What is this series about?

Philosophy and Law will be a monthly series of public-facing articles written by philosophers and scholars across all stages of their academic careers, focusing on questions at the intersection of law and philosophy. The intention is to provide a space for scholars to think philosophically about law, whether as a system of norms, a political institution, a field of discourse, or a technology of governance. It also aims to examine how philosophical questions are themselves often operating within an established legal universe that takes for granted certain assumptions about responsibility, subjectivity, freedom, harm, justice, and so forth.

Why is the launch of the Philosophy and Law series relevant right now?

We are experiencing a world-historical moment of overlapping social, material, and existential crises. In the United States, where I’m based, public discourse has been embroiled in debates regarding access to abortion, voting rights and electoral legitimacy, the ongoing fight for racial justice, Covid-related public policies, the treatment and management of migrants, and the withdrawal of troops from Afghanistan after 20 years of military occupation. These issues—the impacts of which are, of course, never confined solely to the territorial United States—exist within a broader context of extreme global inequality, violent conflicts (in which the U.S. is often a protagonist), heightened xenophobia and support for authoritarian politics, vaccine hoarding by the world’s wealthiest countries, forced displacement on a global scale (the burden of which is disproportionately placed on underdeveloped nations), and increasingly species-ending environmental disasters and climate change caused largely (and knowingly) by multinational corporations.  

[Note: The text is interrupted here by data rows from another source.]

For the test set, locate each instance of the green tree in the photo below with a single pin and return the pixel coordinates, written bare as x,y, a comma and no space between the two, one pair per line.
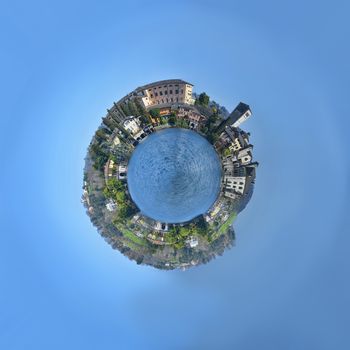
154,112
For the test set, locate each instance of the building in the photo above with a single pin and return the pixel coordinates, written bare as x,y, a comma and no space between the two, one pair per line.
244,155
240,114
231,194
235,180
111,205
192,242
165,92
131,124
122,171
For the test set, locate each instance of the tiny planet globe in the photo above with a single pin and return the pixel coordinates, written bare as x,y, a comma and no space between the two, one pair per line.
166,174
174,175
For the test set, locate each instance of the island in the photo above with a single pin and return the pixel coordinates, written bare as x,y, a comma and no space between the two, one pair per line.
167,173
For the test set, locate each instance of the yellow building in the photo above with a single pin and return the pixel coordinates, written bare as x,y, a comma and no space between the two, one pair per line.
166,92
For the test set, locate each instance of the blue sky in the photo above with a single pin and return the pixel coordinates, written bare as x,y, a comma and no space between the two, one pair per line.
286,283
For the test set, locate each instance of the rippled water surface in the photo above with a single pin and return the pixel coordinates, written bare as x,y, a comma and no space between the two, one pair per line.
174,175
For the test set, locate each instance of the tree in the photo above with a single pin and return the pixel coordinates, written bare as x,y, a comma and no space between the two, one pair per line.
154,112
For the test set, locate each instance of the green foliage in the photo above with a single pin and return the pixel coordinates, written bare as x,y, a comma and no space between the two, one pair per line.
114,189
154,112
226,152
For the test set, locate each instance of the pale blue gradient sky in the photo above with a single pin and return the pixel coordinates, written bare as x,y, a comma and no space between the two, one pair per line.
286,283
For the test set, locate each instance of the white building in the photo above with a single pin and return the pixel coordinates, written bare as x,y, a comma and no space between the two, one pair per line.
245,155
235,183
132,125
122,170
111,205
192,242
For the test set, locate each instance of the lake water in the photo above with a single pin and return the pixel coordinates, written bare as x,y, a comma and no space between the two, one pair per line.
174,175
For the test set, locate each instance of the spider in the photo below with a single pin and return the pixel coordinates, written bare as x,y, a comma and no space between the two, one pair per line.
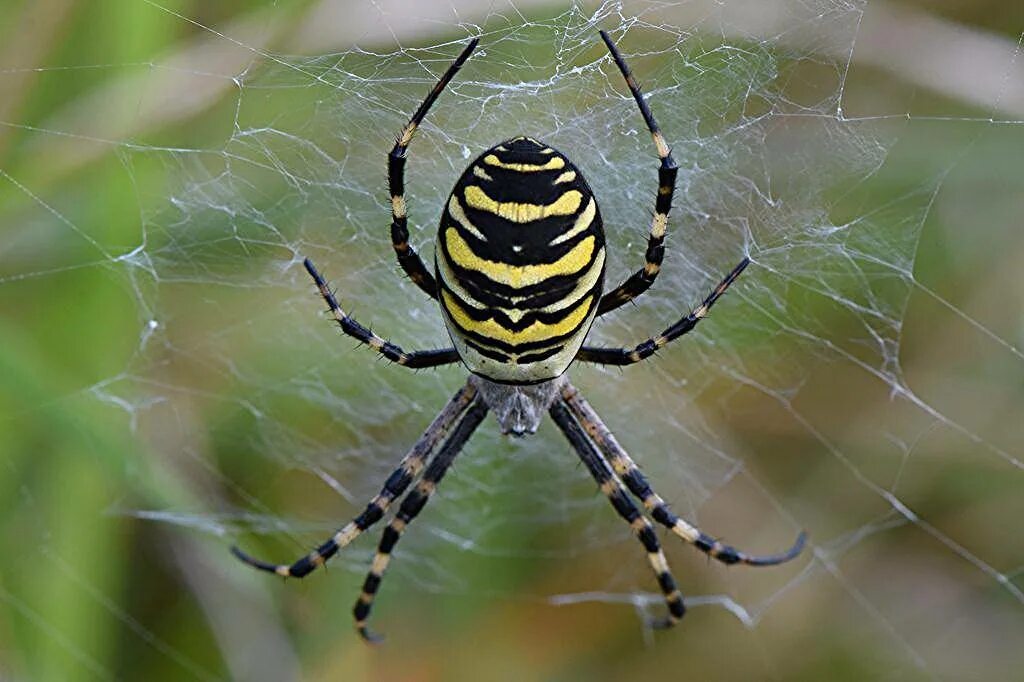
519,276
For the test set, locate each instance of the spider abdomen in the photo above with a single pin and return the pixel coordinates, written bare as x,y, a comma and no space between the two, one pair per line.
520,262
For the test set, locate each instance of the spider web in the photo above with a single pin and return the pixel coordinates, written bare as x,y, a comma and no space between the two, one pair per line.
838,387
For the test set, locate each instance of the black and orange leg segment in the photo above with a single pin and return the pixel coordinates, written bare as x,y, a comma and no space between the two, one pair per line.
415,359
631,475
411,506
394,486
408,257
640,281
652,345
620,499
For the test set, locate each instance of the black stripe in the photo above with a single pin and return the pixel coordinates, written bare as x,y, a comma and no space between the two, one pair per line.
491,293
552,317
536,186
518,348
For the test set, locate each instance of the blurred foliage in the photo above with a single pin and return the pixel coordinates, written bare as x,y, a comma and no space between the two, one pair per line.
87,591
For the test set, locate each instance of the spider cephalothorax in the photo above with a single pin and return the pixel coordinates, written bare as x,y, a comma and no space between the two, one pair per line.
519,275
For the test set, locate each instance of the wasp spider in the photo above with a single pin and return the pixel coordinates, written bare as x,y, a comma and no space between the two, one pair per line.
519,275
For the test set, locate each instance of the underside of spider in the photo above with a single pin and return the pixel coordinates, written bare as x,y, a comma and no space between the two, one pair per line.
519,276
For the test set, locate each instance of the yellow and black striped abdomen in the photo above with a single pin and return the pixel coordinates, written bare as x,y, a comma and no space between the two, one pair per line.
520,262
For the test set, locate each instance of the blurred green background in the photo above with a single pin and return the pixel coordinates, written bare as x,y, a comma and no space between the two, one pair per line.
167,389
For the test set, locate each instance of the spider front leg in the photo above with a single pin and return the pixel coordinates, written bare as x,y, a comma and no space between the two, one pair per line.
395,485
616,495
640,281
408,258
411,507
416,359
650,346
635,480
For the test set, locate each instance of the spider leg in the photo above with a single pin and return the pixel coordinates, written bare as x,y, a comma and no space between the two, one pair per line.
408,258
655,506
650,346
415,359
411,507
395,485
616,495
640,281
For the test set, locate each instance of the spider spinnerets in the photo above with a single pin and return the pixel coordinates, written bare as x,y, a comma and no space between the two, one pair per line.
519,276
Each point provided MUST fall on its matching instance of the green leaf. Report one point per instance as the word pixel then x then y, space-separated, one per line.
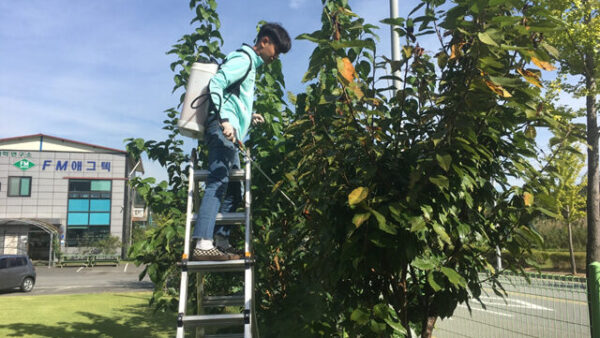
pixel 418 224
pixel 432 282
pixel 485 38
pixel 454 277
pixel 353 43
pixel 441 181
pixel 377 327
pixel 423 263
pixel 358 195
pixel 442 233
pixel 383 224
pixel 396 326
pixel 381 310
pixel 360 316
pixel 444 161
pixel 359 219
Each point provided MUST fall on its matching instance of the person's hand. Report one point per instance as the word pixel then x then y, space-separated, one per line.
pixel 257 118
pixel 228 131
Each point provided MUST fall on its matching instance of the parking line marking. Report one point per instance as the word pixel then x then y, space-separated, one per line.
pixel 488 311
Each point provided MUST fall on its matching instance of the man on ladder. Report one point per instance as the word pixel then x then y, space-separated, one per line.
pixel 232 95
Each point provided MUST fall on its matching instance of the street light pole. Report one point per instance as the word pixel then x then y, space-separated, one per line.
pixel 395 42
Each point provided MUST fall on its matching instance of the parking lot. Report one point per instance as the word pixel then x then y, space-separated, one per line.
pixel 121 278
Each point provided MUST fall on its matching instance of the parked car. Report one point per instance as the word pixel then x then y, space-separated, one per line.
pixel 16 271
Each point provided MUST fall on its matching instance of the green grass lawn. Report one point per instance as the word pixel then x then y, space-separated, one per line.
pixel 83 315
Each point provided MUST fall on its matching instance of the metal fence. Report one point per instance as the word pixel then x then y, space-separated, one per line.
pixel 549 306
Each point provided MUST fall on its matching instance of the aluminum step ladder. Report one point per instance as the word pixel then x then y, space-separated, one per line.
pixel 246 264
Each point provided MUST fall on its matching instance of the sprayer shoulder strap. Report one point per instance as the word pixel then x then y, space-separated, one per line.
pixel 234 88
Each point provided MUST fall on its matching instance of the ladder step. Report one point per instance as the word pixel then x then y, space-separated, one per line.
pixel 234 175
pixel 227 218
pixel 220 301
pixel 228 319
pixel 218 266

Though these issues are often driven and framed by partisan interests, the future of these crises (and other, future crises) will largely be decided on the legal stage. Legislative decisions, legal actors, corporate regulations, and public policies wield tremendous power over how people move in and experience the world. And as we know, these experiences are profoundly racialized, gendered, heteronormative, and ableist, and those who are deemed “potential threats”—on whatever metric—are heavily surveilled and policed. Philosophy and Law aims to cultivate a space for philosophically analyzing these issues from diverse perspectives as well as interrogating law’s functioning in social, economic, and political contexts.

Why Philosophy and Law rather than, say, Philosophy of Law?

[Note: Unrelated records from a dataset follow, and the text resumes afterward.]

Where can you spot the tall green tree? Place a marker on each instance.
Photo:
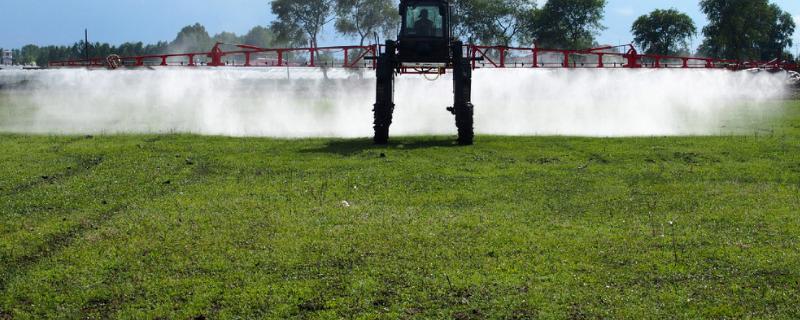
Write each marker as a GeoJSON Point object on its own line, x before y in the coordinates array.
{"type": "Point", "coordinates": [27, 55]}
{"type": "Point", "coordinates": [567, 24]}
{"type": "Point", "coordinates": [259, 36]}
{"type": "Point", "coordinates": [745, 29]}
{"type": "Point", "coordinates": [192, 38]}
{"type": "Point", "coordinates": [307, 17]}
{"type": "Point", "coordinates": [665, 32]}
{"type": "Point", "coordinates": [227, 37]}
{"type": "Point", "coordinates": [362, 18]}
{"type": "Point", "coordinates": [492, 21]}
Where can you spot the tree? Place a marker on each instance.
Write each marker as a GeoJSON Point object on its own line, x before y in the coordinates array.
{"type": "Point", "coordinates": [780, 35]}
{"type": "Point", "coordinates": [27, 55]}
{"type": "Point", "coordinates": [664, 32]}
{"type": "Point", "coordinates": [745, 29]}
{"type": "Point", "coordinates": [259, 37]}
{"type": "Point", "coordinates": [492, 21]}
{"type": "Point", "coordinates": [362, 18]}
{"type": "Point", "coordinates": [308, 17]}
{"type": "Point", "coordinates": [227, 37]}
{"type": "Point", "coordinates": [567, 24]}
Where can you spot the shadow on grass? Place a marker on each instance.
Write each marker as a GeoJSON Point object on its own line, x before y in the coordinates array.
{"type": "Point", "coordinates": [354, 146]}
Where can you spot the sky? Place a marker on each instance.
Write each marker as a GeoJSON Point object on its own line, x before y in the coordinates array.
{"type": "Point", "coordinates": [62, 22]}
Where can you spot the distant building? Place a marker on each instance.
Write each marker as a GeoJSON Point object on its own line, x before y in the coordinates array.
{"type": "Point", "coordinates": [7, 58]}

The branch of philosophy known as “Philosophy of Law” takes up a somewhat narrowly defined set of questions and objects of inquiry, and these questions typically fall under the heading of “jurisprudence” or “legal theory.” For example, most college students who take a “Philosophy of Law” course will examine the major debates and concepts of Anglo-American legal theory. These might include debates between legal positivism and natural law theory or analytic and normative jurisprudence, and/or philosophical issues regarding adjudication, law’s authorizing power, or legal hermeneutics. In rarer instances, students may encounter courses dedicated to examining more recent, critical strands of legal theory like critical legal studies, critical race theory, feminist legal theory, and so on. These questions are critical for better understanding how we engage with law in practice and justify the legitimacy of our political institutions.

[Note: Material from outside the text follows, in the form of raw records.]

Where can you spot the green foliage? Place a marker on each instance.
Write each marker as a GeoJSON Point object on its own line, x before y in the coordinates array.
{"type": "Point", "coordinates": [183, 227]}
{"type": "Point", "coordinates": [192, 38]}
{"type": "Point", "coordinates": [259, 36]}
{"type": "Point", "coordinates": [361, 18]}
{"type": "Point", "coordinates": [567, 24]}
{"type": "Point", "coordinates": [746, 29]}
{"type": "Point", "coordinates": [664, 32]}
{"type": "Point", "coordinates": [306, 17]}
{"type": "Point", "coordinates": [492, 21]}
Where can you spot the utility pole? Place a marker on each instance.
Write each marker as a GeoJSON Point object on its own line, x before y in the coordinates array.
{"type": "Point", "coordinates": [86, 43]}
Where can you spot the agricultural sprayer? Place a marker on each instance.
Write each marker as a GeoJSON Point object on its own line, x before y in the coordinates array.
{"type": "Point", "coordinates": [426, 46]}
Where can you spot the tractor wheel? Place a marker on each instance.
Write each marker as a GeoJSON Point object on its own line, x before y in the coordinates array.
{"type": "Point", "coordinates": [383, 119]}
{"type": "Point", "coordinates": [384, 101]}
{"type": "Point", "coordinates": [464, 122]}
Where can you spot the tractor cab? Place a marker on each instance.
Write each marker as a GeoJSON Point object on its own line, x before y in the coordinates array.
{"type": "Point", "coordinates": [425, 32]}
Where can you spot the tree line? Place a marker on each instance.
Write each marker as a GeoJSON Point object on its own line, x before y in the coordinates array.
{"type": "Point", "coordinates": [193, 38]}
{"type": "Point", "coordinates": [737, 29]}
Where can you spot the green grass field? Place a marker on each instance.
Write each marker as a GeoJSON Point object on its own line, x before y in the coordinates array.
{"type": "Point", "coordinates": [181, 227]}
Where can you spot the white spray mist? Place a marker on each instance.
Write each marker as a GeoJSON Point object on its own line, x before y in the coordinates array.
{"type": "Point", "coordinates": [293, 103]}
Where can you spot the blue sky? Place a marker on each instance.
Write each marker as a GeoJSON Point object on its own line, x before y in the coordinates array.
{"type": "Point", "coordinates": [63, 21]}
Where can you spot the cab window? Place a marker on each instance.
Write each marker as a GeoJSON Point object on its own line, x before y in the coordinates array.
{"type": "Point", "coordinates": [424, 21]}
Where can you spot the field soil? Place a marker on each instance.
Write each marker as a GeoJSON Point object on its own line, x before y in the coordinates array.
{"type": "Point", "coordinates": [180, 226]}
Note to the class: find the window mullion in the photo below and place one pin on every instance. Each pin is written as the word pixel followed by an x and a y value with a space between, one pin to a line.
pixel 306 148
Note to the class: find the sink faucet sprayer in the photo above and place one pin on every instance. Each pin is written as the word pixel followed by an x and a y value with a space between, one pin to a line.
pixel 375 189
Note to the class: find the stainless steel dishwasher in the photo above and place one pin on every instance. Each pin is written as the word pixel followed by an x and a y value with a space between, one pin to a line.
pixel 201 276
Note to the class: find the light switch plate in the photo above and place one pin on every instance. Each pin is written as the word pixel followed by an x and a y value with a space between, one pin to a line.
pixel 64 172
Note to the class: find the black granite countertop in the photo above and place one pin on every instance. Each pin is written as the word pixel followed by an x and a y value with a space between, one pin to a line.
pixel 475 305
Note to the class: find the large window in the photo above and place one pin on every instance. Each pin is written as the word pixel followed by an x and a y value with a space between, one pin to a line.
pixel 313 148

By calling this series “Philosophy and Law,” we want to embrace these questions as well as invite philosophers and non-philosophers alike to ask new ones. We want to supply a venue that foregrounds the study of law in its myriad forms, ideals, and realities: its conceptual and material transformations; its disciplinarization in law schools; its functioning as a strategy of domination and liberation; and its centrality in shaping the lived experiences of the subjects it creates. Alongside scholars of classical philosophy of law and critical legal theories, we invite thinkers who engage with law sociologically, anthropologically, or historically, as well as those who examine law from the perspectives of indigenous studies, political economy, philosophy of technology, postcolonial studies, or social epistemology. In this sense, it understands “law” capaciously: as an object of analysis and problematization as well as a site, both institutional and discursive, of creative possibility.

Why use the APA Blog as a venue for this series?

Alongside established and early career scholars, we hope the Philosophy and Law series will be of interest to legal practitioners as well as activists who are engaging with issues of justice, public policy, and institutional transformation. Given the indispensability of law in creating, shaping, and responding to today’s crises, it is more urgent than ever that we foster an open and accessible space in which ideas about these issues can be critically examined, discussed, and shared.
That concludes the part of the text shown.